In a strict sense, Comparative Law can be considered as a scientific discipline aimed at clearly explaining the relationships among diverse legal systems.

One who engages in comparative studies must have an open and multidisciplinary mind, in order to interpret sociological elements, sources of law, empirical factors, historical facts and different languages.

As an autonomous legal discipline, Comparative Law or comparative legal studies remain outside of philosophy, sociology, the economic analysis of law, and other related disciplines.

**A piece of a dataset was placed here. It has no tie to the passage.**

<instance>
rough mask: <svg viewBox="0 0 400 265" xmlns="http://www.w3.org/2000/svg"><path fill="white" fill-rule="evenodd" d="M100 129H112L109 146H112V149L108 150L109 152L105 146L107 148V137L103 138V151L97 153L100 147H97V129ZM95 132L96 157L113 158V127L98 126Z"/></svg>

Comparative methodology can be a method of legal reasoning, with which a court complements reiterated jurisprudential criteria or traditional judicial precedents in its jurisdiction with similar legal reasoning from the jurisprudence of other courts or tribunals, in order to be applied in specific analogous cases. Under this methodology, judicial reasoning is not narrow-minded or always subject to the previous jurisprudence of a single court; rather there is undoubtedly greater argumentative wealth. Indeed, consideration may be given to the alternative of adopting some jurisprudential changes or developments, in compliance with the constitution, due to new social circumstances, or judicial reasoning may take account of sufficient grounds or reasons for looking to other legal systems as references, and for adapting or incorporating effective solutions that have already been considered or debated."